RFE-CV feature importance results (Q1 T2* = 1st quartile T2*, Prop 4 = sub-volume proportion 4).

The benchmark linear regression model, which included limb type, CSA, and sub-volume proportions 1 and 4 as features, demonstrated the highest mean absolute error of all the models evaluated (Table 1). The lowest error was found using the random forest regression model. On the test set, the random forest model demonstrated a 55% (95% CI 44–78%) decrease in mean absolute error relative to the baseline linear regression model (p = 0.01; Fig. 2).

Table 1 Test set mean absolute error (MAE) and 95% confidence interval (CI) of the benchmark linear model (LM) and selected machine learning models (SVM support vector machine, RF random forest).
Figure 2
figure 2

Comparison of test set predictions to ground truth failure load in Newtons (N) for best machine learning model, random forest (RF), and benchmark linear model (LM) in the porcine model. The shaded regions represent the 95% confidence intervals.

Clinical pilot assessment of model performance in predicting reinjury risk

The random forest model was then applied to the initial BEAR III patient cohort data. Based on the Youden’s J statistic, the optimal score threshold for separating the low and high failure load groups was 0.81 (Fig. 3a). At this threshold, the false positive rate was 0.48, and the true positive rate was 0.83 (Fig. 3b).

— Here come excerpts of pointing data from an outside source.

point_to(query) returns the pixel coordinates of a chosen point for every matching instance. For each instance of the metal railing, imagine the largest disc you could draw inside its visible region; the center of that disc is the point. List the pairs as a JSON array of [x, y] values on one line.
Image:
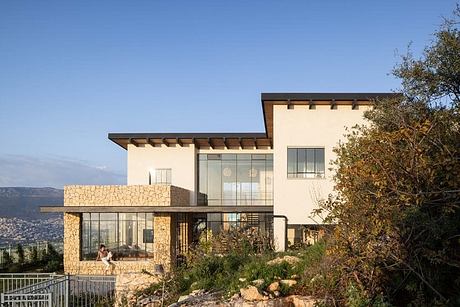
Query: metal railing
[[64, 291], [12, 281], [20, 299]]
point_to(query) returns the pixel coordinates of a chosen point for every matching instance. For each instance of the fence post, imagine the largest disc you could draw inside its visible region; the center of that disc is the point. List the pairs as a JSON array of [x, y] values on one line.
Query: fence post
[[67, 290]]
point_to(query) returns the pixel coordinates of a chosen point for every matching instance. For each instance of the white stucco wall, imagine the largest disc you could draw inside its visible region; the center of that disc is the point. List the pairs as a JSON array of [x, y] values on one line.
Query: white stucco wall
[[301, 127], [181, 161]]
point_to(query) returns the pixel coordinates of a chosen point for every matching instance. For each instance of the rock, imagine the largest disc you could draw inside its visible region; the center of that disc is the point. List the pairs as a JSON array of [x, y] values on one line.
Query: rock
[[287, 258], [258, 282], [251, 294], [274, 286], [183, 298], [288, 282], [197, 292]]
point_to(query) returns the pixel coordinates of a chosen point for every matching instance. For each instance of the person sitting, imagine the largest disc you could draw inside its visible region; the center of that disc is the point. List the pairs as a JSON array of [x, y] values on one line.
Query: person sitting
[[105, 256]]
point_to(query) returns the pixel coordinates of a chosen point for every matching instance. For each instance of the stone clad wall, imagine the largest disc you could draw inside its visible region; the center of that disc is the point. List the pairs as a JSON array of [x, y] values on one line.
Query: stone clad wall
[[121, 195], [148, 195]]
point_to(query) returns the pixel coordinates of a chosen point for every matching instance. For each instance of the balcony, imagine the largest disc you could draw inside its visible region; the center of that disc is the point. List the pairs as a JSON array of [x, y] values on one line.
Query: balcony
[[157, 195]]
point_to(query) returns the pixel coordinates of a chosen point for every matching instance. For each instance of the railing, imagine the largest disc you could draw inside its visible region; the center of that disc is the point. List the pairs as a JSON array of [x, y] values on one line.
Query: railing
[[20, 299], [64, 291], [12, 281]]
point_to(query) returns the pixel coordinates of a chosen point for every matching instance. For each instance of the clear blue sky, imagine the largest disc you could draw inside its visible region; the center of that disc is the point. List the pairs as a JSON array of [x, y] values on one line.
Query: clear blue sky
[[72, 72]]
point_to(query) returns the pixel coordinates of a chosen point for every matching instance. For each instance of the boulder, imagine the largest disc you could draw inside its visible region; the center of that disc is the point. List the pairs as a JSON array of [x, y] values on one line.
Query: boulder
[[288, 282], [251, 294], [258, 282], [289, 259]]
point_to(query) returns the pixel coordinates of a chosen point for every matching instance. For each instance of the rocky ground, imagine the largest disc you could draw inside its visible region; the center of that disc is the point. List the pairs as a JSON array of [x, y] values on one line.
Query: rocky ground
[[131, 286]]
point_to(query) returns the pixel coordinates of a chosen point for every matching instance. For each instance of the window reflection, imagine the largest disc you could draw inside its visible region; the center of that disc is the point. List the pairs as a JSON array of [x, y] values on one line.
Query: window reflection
[[235, 179], [128, 235]]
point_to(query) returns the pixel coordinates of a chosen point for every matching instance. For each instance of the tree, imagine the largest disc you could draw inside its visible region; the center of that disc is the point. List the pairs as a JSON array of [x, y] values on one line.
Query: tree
[[398, 187]]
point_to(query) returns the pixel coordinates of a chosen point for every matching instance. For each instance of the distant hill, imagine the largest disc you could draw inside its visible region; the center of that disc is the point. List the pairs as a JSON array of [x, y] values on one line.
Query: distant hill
[[24, 203]]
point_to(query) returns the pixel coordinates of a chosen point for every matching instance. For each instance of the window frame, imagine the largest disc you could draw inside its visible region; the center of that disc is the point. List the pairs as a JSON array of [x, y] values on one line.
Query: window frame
[[156, 173], [305, 174]]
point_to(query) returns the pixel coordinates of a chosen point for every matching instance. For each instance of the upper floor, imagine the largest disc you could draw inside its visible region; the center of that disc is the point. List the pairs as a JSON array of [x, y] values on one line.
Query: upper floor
[[225, 169]]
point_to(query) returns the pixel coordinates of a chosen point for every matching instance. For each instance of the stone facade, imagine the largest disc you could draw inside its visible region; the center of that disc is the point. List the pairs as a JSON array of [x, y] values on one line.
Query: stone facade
[[125, 195], [163, 224]]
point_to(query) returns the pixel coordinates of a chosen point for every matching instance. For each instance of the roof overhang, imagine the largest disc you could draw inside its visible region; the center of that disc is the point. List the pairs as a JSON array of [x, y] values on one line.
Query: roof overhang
[[200, 140], [157, 209], [353, 99]]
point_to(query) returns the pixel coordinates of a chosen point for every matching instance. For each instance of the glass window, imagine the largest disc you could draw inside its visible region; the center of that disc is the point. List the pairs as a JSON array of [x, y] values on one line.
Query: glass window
[[160, 176], [235, 179], [305, 162], [128, 235]]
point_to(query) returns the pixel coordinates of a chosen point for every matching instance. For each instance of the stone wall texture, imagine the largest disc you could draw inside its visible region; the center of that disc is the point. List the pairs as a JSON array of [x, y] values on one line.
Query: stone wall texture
[[150, 195], [125, 195]]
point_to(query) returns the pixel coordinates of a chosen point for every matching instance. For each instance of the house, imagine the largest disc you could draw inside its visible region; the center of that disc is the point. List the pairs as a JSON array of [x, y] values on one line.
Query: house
[[181, 184]]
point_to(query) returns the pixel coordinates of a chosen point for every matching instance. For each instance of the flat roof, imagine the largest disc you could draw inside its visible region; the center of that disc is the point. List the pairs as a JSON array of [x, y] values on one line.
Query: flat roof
[[158, 209], [247, 139], [324, 96], [353, 99], [200, 140]]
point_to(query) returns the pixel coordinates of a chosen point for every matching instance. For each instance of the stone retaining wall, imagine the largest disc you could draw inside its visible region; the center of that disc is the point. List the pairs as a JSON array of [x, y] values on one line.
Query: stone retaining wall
[[125, 195], [139, 195]]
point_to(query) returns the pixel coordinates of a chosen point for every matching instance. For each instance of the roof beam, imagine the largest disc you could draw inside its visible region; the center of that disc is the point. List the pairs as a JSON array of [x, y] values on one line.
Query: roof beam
[[211, 143], [333, 104], [166, 209], [226, 143], [134, 142], [354, 104], [150, 141]]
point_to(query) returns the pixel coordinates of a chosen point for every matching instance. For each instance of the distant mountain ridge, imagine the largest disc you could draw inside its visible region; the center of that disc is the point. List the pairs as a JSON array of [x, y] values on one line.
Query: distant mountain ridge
[[24, 202]]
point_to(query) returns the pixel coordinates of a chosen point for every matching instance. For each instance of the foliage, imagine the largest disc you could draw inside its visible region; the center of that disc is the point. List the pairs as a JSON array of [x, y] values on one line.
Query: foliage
[[232, 260], [397, 208]]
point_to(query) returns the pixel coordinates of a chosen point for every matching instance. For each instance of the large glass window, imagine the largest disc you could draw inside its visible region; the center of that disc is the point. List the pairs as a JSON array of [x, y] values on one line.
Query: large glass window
[[305, 163], [217, 222], [235, 179], [128, 235]]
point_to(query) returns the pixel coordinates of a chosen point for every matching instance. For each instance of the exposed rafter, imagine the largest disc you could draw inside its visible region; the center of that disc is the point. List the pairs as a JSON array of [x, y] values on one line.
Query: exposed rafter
[[211, 143], [333, 104], [354, 104], [134, 142], [150, 141]]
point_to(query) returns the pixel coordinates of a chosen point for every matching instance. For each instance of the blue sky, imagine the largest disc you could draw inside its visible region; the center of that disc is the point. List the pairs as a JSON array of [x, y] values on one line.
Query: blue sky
[[70, 72]]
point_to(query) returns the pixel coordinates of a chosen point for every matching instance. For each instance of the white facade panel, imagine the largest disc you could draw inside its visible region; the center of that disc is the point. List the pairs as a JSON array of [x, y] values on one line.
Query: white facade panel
[[181, 161], [302, 127]]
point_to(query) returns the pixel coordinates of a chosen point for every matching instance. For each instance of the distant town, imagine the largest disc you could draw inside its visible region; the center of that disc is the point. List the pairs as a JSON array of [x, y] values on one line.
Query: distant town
[[16, 230]]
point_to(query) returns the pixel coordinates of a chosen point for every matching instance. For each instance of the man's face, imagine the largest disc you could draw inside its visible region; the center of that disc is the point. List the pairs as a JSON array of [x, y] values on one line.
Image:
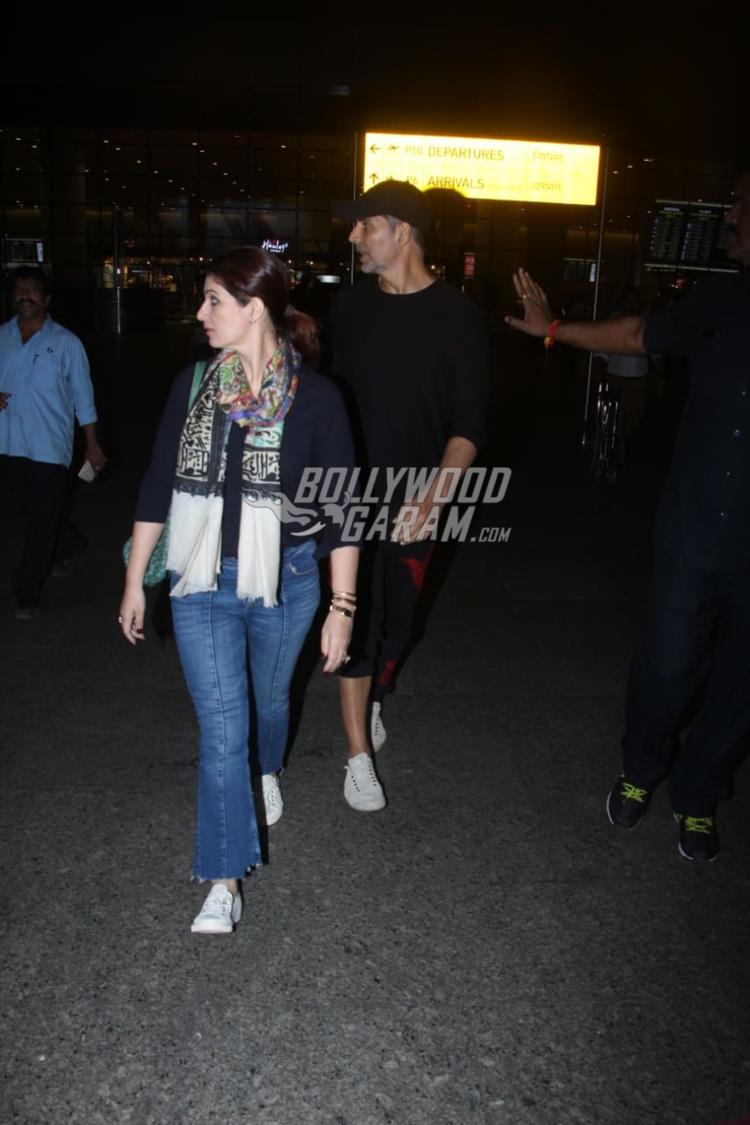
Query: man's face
[[738, 219], [29, 299], [378, 246]]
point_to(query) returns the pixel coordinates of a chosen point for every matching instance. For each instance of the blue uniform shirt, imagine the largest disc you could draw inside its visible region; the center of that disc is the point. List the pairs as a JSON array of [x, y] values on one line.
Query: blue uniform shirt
[[48, 380]]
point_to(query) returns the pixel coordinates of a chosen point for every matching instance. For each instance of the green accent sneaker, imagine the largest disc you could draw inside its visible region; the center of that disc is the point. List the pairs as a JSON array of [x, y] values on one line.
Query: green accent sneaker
[[626, 803], [698, 839]]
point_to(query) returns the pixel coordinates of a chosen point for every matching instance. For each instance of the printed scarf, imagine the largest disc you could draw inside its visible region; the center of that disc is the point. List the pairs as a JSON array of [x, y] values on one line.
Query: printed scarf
[[225, 398]]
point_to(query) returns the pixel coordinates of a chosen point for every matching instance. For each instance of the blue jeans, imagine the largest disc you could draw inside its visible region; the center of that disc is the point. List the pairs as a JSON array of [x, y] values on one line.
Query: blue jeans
[[223, 640]]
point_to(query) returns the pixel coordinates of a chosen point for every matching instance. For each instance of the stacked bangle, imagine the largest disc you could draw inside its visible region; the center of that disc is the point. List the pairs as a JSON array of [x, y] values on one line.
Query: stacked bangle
[[344, 603], [552, 331]]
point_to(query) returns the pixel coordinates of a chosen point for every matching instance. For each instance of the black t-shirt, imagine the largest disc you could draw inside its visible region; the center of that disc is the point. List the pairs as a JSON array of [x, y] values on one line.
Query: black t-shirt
[[416, 368], [705, 507]]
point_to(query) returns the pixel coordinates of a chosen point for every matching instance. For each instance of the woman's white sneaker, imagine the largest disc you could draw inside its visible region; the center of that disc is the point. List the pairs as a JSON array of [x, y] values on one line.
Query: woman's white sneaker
[[220, 911], [272, 799], [362, 790], [378, 735]]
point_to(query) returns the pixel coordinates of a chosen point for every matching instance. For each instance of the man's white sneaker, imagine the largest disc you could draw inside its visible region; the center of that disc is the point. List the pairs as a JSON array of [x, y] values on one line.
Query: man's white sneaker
[[378, 735], [362, 790], [219, 914], [272, 799]]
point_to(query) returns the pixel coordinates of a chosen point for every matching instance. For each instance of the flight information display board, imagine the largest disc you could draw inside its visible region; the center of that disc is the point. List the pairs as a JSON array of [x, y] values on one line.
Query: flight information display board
[[688, 236], [531, 171]]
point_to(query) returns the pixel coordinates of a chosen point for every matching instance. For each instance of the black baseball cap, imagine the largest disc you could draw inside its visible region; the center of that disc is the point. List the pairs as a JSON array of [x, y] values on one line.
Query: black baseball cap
[[390, 197]]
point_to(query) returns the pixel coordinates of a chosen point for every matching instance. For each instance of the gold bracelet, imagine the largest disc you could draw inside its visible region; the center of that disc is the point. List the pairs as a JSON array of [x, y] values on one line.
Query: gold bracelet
[[340, 609]]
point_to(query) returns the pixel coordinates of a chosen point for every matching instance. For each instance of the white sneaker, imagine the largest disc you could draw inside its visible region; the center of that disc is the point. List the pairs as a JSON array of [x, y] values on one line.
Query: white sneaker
[[362, 790], [219, 914], [272, 799], [378, 735]]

For patients in the high failure load group, the incidence of revision surgery was 4.5%. For the patients in the low failure load group, the incidence was 20.8%; a 362% increase in risk for a revision surgery (likelihood ratio Chi-square test p = 0.09).

Figure 3
figure 3

(a) Youden’s J statistic curve (blue) used to determine the score threshold. Optimal score threshold = 0.81 (J statistic = 0.36) is indicated by the dashed lines. (b) Receiver operator curve (blue) for prediction of revision surgery from load score dichotomization (area under the curve = 0.67). At the J statistic-determined threshold of 0.81, the false positive rate = 0.48 and true positive rate = 0.83.

In contrast, the baseline linear model had an optimal dichotomization threshold of 0.33 as determined by Youden’s J statistic. At this threshold, the false positive rate was 0.45, and the true positive rate was 1.0 (Supplementary Table 1). For the patients in the high failure load group, the incidence of revision was 0%, and for patients in the low failure load group, the incidence was 25% (likelihood ratio Chi-square test p = 0.01).

Discussion

All the machine learning models evaluated in this study showed decreased mean absolute errors relative to the benchmark linear regression model by 55% for predicting the tensile ACL failure load from T2* relaxometry data when applied to the porcine test data set (Aim 1). Of the machine learning models, the random forest regression model showed the lowest mean absolute error and was therefore used in the clinical assessment (Aim 2). When applying the random forest model to the 9-month clinical imaging data, the predicted failure loads obtained showed potential for determining which patients subsequently required revision surgery by two years as the failure rate for the high failure load group was less than 5% and that of the low failure load group was 21%.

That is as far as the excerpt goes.